Marina Tiniguina, une institutrice, a, elle, voté Iouchtchenko. Elle nous invite à suivre le débat télévisé chez elle, septième étage sans ascenseur d'un petit immeuble en banlieue. Il est 19 heures sur la première chaîne nationale. A gauche, le leader de l'opposition «orange» Viktor Iouchtchenko, toujours défiguré, mais bien maquillé. Cravate orange, pochette orange. A droite, Viktor Ianoukovitch, cravate bleue, pas de pochette. Les deux hommes se tiennent debout, derrière des pupitres en plexiglas. La tension est perceptible, jusque sur les canapés de tous les foyers d'Ukraine.

Le débat va durer une heure cinquante minutes. Les deux gladiateurs sont calmes. Mais leurs propos sont d'une rare virulence. Iouchtchenko sort le sabre en premier. Il s'adresse aux téléspectateurs: «Vous allez vous dire: encore ces deux types à la télévision! Hé bien oui, si nous sommes là, c'est parce que les Ukrainiens ont été volés par les autorités. Mais les gens ne sont pas idiots. Ils se sont soulevés contre les magouilles de Koutchma (le président sortant), de Medvedtchouk (chef de l'administration présidentielle) et de Ianoukovitch (ex-premier ministre). Maintenant, tout recommence. Je suis là pour le changement, pour un avenir meilleur.»

En ukrainien et en russe

Iouchtchenko parle en ukrainien. Ianoukovitch riposte en russe: «Vous avez raison, Viktor Andreïévitch, tout n'a pas été rose depuis l'indépendance. Mais sous ma direction, le gouvernement d'Ukraine affiche les meilleurs résultats que nous avons connus: 27% de croissance cette année, 23% l'an dernier!» Le «vainqueur» du scrutin invalidé affiche sa tactique rhétorique de la soirée. Il se veut conciliant, réunificateur. L'homme par qui le scandale est arrivé parle d'union nationale, de grand forum de réconciliation nationale, d'aller de l'avant. «Pas si vite!,dit Iouchtchenko. Votre blabla pacifique, c'est parce que vous voulez éviter l'examen de conscience de vos bidouillages électoraux. Comment expliquez-vous vos scores incroyables dans les oblast de Nikolaïev et de Donetsk?»

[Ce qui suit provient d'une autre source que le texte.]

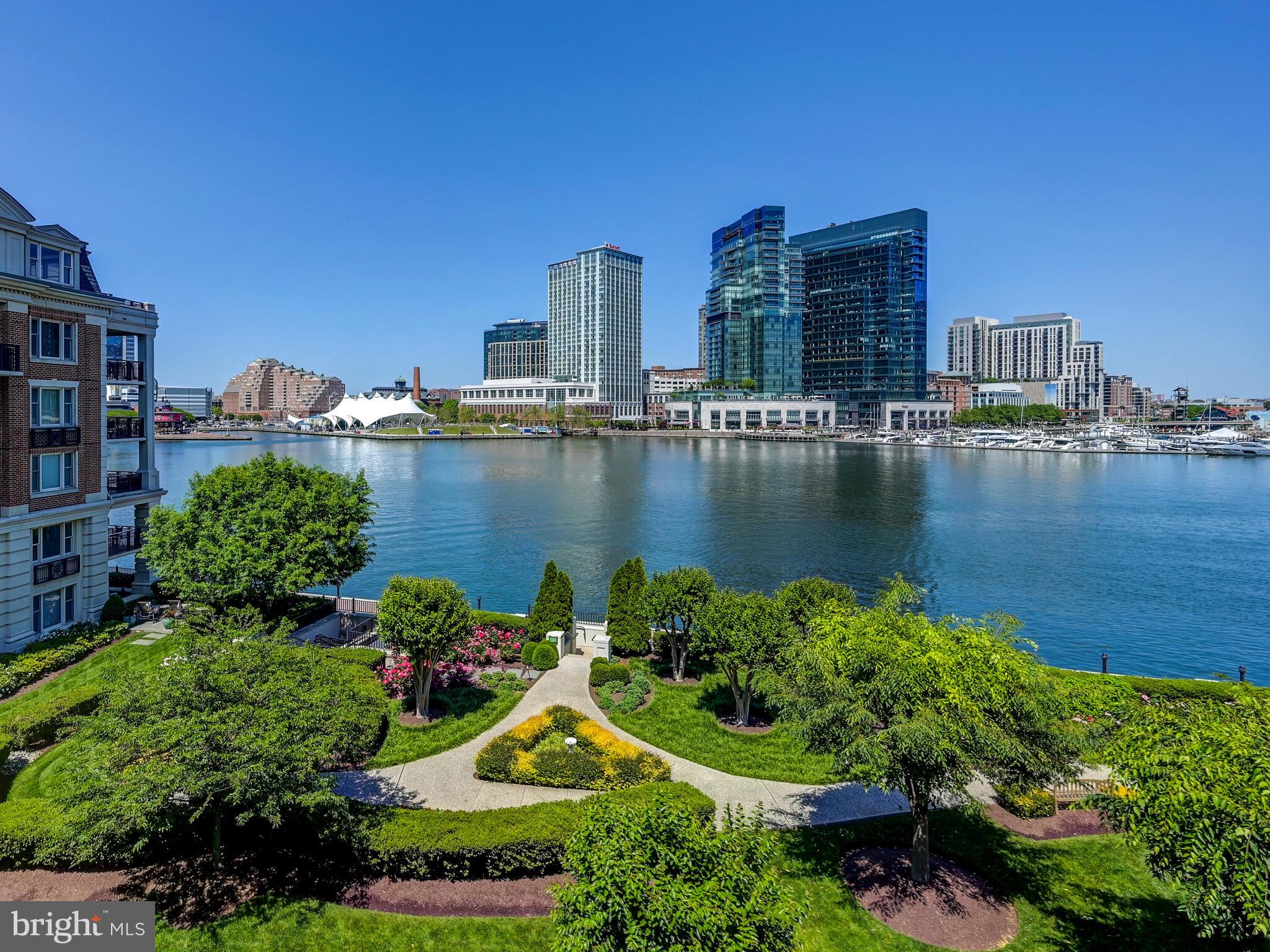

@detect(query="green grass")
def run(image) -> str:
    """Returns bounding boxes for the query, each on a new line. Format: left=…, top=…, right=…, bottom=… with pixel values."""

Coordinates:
left=608, top=674, right=833, bottom=783
left=366, top=688, right=523, bottom=767
left=158, top=809, right=1268, bottom=952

Ianoukovitch marque un temps d'arrêt. Puis lâche, tranquillement: «Travaillons ensemble pour que la prochaine élection soit claire et nette, il faut réconcilier le pays.» Il regrette aussi, au passage, la «trahison» du président Koutchma, qui vient de le lâcher. Le leader de l'opposition le reprend, du tac au tac: «Mais de quoi parlez-vous? Il y a deux semaines, vous étiez encore le numéro trois du régime Koutchma! Le pays est couvert d'affiches avec votre tête dessus. Vous avez distribué de l'argent aux retraités un mois avant les élections pour acheter leur vote, de l'argent hors du budget national. Tellement d'argent, d'ailleurs, que maintenant les retraités gagnent davantage que les enseignants! Ma question est simple: vous manquez de professionnalisme ou vous êtes un tricheur patenté?»

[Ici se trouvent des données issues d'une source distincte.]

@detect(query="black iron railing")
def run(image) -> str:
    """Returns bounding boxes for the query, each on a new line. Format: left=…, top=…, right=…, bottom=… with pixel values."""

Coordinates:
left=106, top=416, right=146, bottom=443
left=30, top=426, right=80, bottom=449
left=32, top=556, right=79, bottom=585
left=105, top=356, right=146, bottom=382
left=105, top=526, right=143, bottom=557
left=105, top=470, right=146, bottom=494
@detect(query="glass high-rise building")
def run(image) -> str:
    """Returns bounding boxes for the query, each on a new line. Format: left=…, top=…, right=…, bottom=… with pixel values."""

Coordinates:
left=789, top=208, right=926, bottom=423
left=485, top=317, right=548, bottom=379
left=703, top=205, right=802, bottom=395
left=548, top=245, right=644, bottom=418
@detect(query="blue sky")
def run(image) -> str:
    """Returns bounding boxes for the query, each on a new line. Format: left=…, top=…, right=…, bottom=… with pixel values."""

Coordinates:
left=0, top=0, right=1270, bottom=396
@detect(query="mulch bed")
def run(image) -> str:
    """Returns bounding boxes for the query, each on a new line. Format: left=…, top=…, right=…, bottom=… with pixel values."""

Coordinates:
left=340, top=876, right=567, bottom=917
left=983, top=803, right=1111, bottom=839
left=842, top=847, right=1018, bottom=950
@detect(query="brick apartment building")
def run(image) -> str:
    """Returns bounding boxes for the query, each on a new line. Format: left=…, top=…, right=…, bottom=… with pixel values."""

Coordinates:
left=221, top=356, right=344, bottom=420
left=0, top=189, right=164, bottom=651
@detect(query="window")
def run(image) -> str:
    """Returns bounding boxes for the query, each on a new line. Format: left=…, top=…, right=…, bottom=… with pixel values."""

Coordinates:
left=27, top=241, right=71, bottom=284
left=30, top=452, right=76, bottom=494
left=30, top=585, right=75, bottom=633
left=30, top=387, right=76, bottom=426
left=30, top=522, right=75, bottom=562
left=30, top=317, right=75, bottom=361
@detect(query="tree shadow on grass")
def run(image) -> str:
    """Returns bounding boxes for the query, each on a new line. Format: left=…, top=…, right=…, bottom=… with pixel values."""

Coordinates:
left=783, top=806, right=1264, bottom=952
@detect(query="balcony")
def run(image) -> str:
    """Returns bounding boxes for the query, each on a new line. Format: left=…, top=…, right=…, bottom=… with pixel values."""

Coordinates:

Ianoukovitch piétine. Il glisse quelques statistiques et finit par trouver ses mots après deux minutes. «Depuis plusieurs mois, des organisations occidentales vous soutiennent. Vous êtes le candidat de l'étranger. Etes-vous d'accord avec moi pour défendre une nouvelle loi électorale qui interdirait les financements du type de ceux dont vous avez bénéficié?» «Oui, répond son adversaire, je suis d'accord, car je suis quelqu'un d'honnête. Je n'ai pas fait de la prison, moi.»

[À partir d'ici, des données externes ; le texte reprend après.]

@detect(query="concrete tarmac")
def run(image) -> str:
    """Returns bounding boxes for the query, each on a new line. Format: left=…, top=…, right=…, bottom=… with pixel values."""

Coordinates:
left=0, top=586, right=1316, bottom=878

Les deux hommes en sont là de leurs invectives, quand on sonne à la porte de l'appartement de Marina Tiniguina. C'est Viktor Kravtsov, maître d'éducation physique en primaire, qui vient chercher sa fille. Quand il aperçoit le poste de télévision, il a cette remarque: «Encore ces deux connards! Quand est-ce qu'on vivra enfin dans un pays normal, avec un salaire normal?» Il rêve de découvrir l'Italie. Pas évident avec 150 dollars par mois.